Федор Лопухин пожал плечами. А что ответить? Патриарх послал лишь прощения просить государю.
Никон сразу понял, что перемен в его судьбе не будет, бросил стенать, промокнул фусточкой напухшие розоватые глаза «Вот как нынче снегом заставило все дороги в Ферапонтово, так и ему, покойничку, не станет скорого пути в Царствие Небесное, раз не получил моего прощения. Ой, горемычный, и долго же тебе страдать, попадая к Престолу. И какой же строгий ответ держать за невинную кровь и напрасные страсти... Стало быть, и мне придется судиться с ним во дни страшного пришествия Господня».
«Чур-чур... Что говоришь, старец? Опомнись!» – испугался государев посланник.
«Не старец я тебе, Федька, а великий патриарх...»
«Никон, не величайся. Патриархом на Руси Иоаким».
«Яким – самозванец и глупый человек, ослам начальник. Я его на стол не благословлял. Не понимает того дурак, что патриарха сам Господь на царствие помазывает. И только смерть может снять с меня этот сан. А я-то живой пока... Молчи, молчи, не встречай поперед батьки, научись слушать, – одернул Никон гостя, видя, что Лопухин пытается возразить. – Я – Отец Руси. Я – пестун и водитель вашего духа, предстатель пред Царем Небесным. А кто не почитает своих родителей, тот не почитает и самого Творца».
«Ну ладно, не тот час, чтобы спорить, кого как величать. Я приехал для того, чтобы ты написал царю прощение...»
«Бог его простит, – не размышляя, дерзко отказал Никон. Знать, об этом давно было все обдумано в долгих ночах. – Может, и простит, ежли грехи не перевесят... А я на письме не учиню прощения Михайловичу. И не уговаривай. Покойничек разве повинился предо мною? За что гноил меня в темничке столько лет, для какой своей бездельной корысти? За то, что я против неправды его встал, когда он вторгся не в свою область беззаконно, стал церковью править, да весь народ русский восхотел уморить, загнав его в бесконечный пост. Сколько зла скопилось в Михайловиче, лихостный был человек, ой знамо мне, драло его лихо на лыка, обдирало как липку до самой болони. Знать, глубоко хворь-то в нем сидела, коли и, помирая, в останний час мне из лютого заточения воли не учинил... Нет-нет, Бог его помилует, да и я стану скорбеть, плакать по заблудшему, но прощения на письме не дам! И не перечьте мне, Федор Алексеевич, не перечь-те!»

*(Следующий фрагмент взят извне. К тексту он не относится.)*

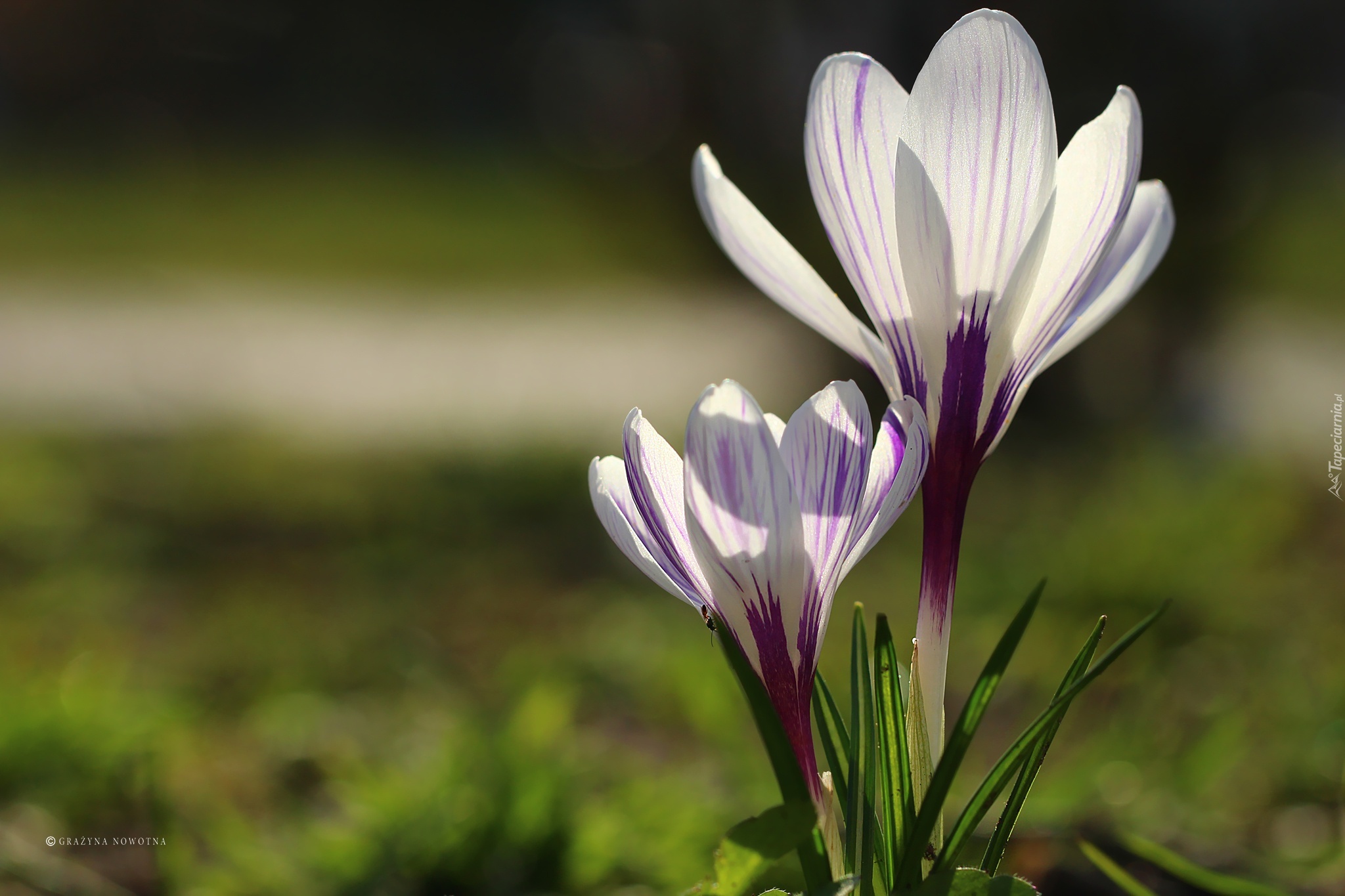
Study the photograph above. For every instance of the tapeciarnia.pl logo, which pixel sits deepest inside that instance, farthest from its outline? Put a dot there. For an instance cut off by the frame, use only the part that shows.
(1333, 467)
(106, 842)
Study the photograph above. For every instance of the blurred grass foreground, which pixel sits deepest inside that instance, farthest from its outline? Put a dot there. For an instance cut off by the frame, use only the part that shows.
(410, 662)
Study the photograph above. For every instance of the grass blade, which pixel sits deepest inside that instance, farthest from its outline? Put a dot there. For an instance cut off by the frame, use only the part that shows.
(921, 761)
(853, 805)
(829, 740)
(834, 714)
(898, 802)
(959, 739)
(1013, 806)
(1114, 872)
(870, 834)
(998, 777)
(817, 871)
(1187, 871)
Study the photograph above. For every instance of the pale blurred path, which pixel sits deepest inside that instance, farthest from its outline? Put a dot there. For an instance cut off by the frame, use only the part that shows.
(477, 371)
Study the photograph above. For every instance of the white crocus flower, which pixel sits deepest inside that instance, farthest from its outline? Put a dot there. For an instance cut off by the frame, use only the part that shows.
(763, 521)
(979, 255)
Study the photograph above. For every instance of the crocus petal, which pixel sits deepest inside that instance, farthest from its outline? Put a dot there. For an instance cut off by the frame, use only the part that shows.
(826, 449)
(1095, 182)
(850, 144)
(981, 127)
(745, 526)
(896, 471)
(1141, 244)
(778, 269)
(654, 473)
(1133, 257)
(622, 521)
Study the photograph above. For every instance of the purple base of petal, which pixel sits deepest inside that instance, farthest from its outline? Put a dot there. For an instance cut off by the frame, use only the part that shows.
(954, 463)
(790, 689)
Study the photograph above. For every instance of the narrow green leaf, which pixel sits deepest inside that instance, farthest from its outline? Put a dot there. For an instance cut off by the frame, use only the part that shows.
(829, 740)
(817, 870)
(1114, 872)
(969, 882)
(998, 777)
(959, 739)
(834, 714)
(921, 770)
(1187, 871)
(898, 802)
(1013, 806)
(753, 845)
(854, 803)
(871, 834)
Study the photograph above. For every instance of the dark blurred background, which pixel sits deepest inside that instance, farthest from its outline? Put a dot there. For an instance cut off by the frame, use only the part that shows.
(311, 316)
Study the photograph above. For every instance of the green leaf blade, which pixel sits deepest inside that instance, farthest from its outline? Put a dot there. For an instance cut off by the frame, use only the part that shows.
(970, 882)
(1017, 753)
(959, 739)
(1019, 796)
(753, 845)
(794, 789)
(1114, 872)
(898, 801)
(1187, 871)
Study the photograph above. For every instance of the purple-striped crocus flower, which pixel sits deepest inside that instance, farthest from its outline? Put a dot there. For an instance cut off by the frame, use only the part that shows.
(979, 254)
(763, 521)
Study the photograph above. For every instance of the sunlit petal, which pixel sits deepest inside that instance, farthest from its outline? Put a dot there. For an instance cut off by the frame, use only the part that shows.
(900, 458)
(744, 523)
(654, 473)
(778, 269)
(850, 142)
(826, 449)
(979, 125)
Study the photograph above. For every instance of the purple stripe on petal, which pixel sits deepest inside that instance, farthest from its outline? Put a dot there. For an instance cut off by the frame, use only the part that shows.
(621, 517)
(854, 119)
(896, 471)
(654, 477)
(743, 515)
(826, 449)
(954, 463)
(789, 685)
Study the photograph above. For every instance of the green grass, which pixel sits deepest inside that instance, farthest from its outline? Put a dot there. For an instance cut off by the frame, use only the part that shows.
(350, 672)
(337, 214)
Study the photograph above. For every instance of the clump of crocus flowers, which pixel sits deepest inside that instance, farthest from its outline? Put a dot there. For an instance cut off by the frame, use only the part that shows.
(982, 254)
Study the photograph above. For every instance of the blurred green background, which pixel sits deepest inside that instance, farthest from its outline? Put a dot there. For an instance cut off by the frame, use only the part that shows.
(313, 664)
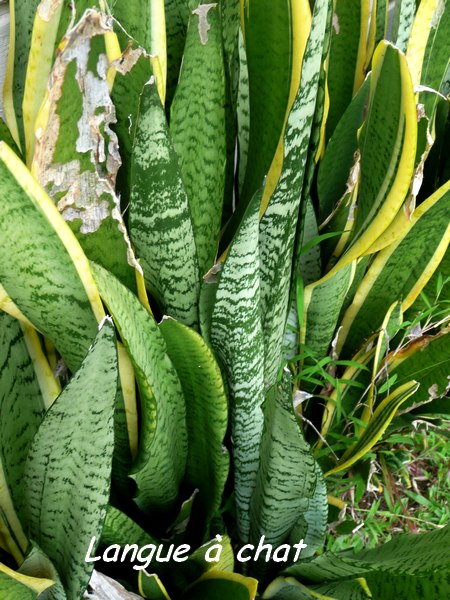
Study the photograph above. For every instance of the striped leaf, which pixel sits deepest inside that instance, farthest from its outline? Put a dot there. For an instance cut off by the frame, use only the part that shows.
(387, 162)
(278, 226)
(42, 266)
(21, 25)
(37, 564)
(427, 359)
(145, 23)
(346, 34)
(402, 22)
(21, 587)
(436, 60)
(311, 526)
(236, 337)
(288, 588)
(196, 565)
(206, 418)
(377, 425)
(21, 412)
(227, 586)
(338, 160)
(118, 528)
(76, 156)
(418, 38)
(177, 17)
(287, 476)
(40, 60)
(322, 306)
(150, 586)
(273, 70)
(197, 124)
(400, 271)
(67, 475)
(159, 216)
(133, 70)
(269, 44)
(160, 463)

Никон, вспылив, ударил посохом в пол, натертый воском и принакрытый кошмами, выбил облачко известковой пыли; устыдясь гнева, приотвернулся к окну, призабылся накоротко. На воле вечерело; на окончины уже легло переменчивое морозное полымя, заискрились на крохотных стеклинках лазоревые цветы; на озере, запеленатом снегами, ближе к протоке, гулко крякнул лед, оседая под бережинами; солнце, мутное от стужи, стремительно западало в багрово-сиреневые постели, подернутые снежной пылью. Уже синью потянуло по-за лесами; через озерную равнину попадала заиндевелая мухортая лошаденка, седок, размахивая рукавами шубняка, трусил возле, чтобы согреться. Бр-р... Николай Угодничек, пособи спутним, кого застала в ночи дорога, не дай вовсе пропасть. А там-то, в небесном аере, какая сейчас холодушка, и душа Алексеюшки, вовсе заколенутая, карабкается по лествице к Божьим вратам, едва жива, поди. Прости меня, царь-государь, дай времени, пока я оттаю, сивый немощный глухарь...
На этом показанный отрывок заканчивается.